Star: A Stupid Archive Format

Carter Brainerd
0xCB@protonmail.com
04/05/19
Source PDF

1 Abstract

Archiving is not something most people think about on a regular basis. The tar program has been the de facto standard for archiving files for over 30 years. Tar assumes that it is always working in a strictly Unix environment, which is why we do not see tar being regularly used on Windows. In short, tar is not a cross-platform archiving solution. We introduce a simpler, cross-platform archiving solution called star.

2 Introduction

While the idea of tar started out as a great idea, it’s evolved to include multiple different formats, flags, options, and implementations. It has gotten too complicated. The star program gets rid of the extraneous flags and options. It is simple, clean, secure, and reliable. It is coded in the Crystal language, so the program itself is easy to read and understand. Everything about star is simple: the program, the file format, and its processes.

3 File Specification

The .star file format is a binary file format (called a ‘starfile’). All hexadecmal strings shown in the table are meant to be on one line. They are separated by newlines in the table for spacing purposes.

Total bytes Byte Value Meaning
16
\x73\x20\x74\x20\x61\x20
\x72\x20\x31\x00\x00…
s t a r 1\x00*16 (file magic)
8
\xCA\xFE\xCA\xFE
\xBA\xBE\xBA\xBE
Beginning of file list
n
filename{*&*}filehash{:\x00:}
filename{*&*}filehash{:\x00:}…
File list separated by {:\x00:}
8
\xBA\xBE\xBA\xBE
\xCA\xFE\xCA\xFE
End of the file list
24
\x53\x20\x54\x20\x41\x20
\x52\x20\x42\x20\x45\x20
\x47\x20\x49\x20\x4e\x20
\x5c\x20\x5c\x20\x26\x24
Beginning of file
(S T A R B E G I N \\&$)
n file contents The contents of the file
24
\x53\x20\x54\x20\x41\x20
\x52\x20\x45\x20\x4e\x20
\x44\x20\x4f\x20\x46\x20
\x5c\x20\x5c\x20\x26\x24
End of file
(S T A R E N D O F \\&$)
n
{begin file hex}{file contents}
{end of file hex}
Basic layout for file contents.
Repeats for every file in
the archive.
16
\x65\x20\x73\x20\x74\x20
\x61\x20\x72\x00\x00…
End of star file

4 Simple

For star, simplicity is the name of the game. The command-line program uses a task-style syntax (eg. star extract --verbose myfile.star) instead of tar’s many flags and flag combinations. star sticks to the idea of “if there is nothing to say, don’t say it.” There is never any nonsense clogging up your terminal window (unless you turn on verbose mode).

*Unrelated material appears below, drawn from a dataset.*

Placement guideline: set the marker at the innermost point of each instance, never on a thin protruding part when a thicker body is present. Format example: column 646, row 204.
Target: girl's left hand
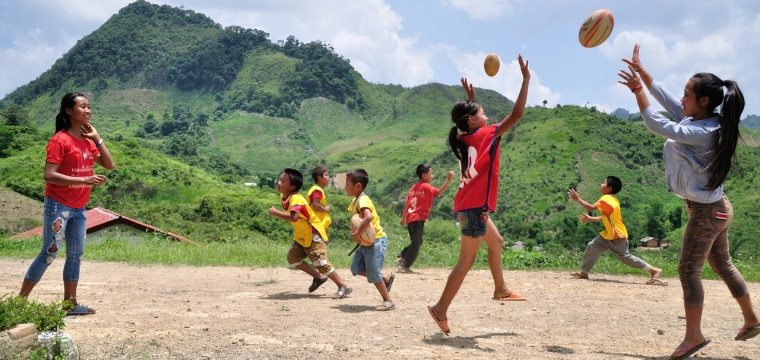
column 524, row 67
column 630, row 79
column 89, row 132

Besides the command-line program, the file format is dead simple too. There are no headers, file metadata, permissions, or OS-level information stored in the archive. This simplicity is what allows star to be a truly cross-platform archiving solution.

5 Compatible

The essence of star is cross-platform compatibility. The file format intentionally leaves out OS specific file information information to preserve cross-compatibility. The original program is written in the Crystal programming language, so it can be compiled for nearly every operating system.

This file format simplicity is especially important for embedded devices that don’t have file systems in place. Since the starfile only contains the file contents, filesystem-less systems are able to easily handle the files. Not only are starfiles easy to handle, they also do not necessarily need to be extracted to read the combined files.

6 Secure

Every starfile has basic tamper and data-corruption security built in. Each entry in the file list contains a SHA-256 hash of that file’s contents. Star goes through every file and checks the hash in the file list with the newly calculated hash of the contents of the file. If the program encounters a mismatch, it stops the extraction and warns the user.

6.1 Security oversights

While the program does check for hash mismatches, an attacker can change the file contents as well as the hash in the file list. This can be avoided by including a sha256sum of the starfile and comparing the hash of the intended file and the hash of the downloaded data.

7 Conclusion

We have introduced a new and modern archiving file format. The program does not store any OS-specific metadata or permissions, so they can be transferred across operating systems without any trouble. This format also can easily be used by machines without a dedicated file system because the full contents of each file are included in the archive, so they can be read and parsed without writing anything to the disk.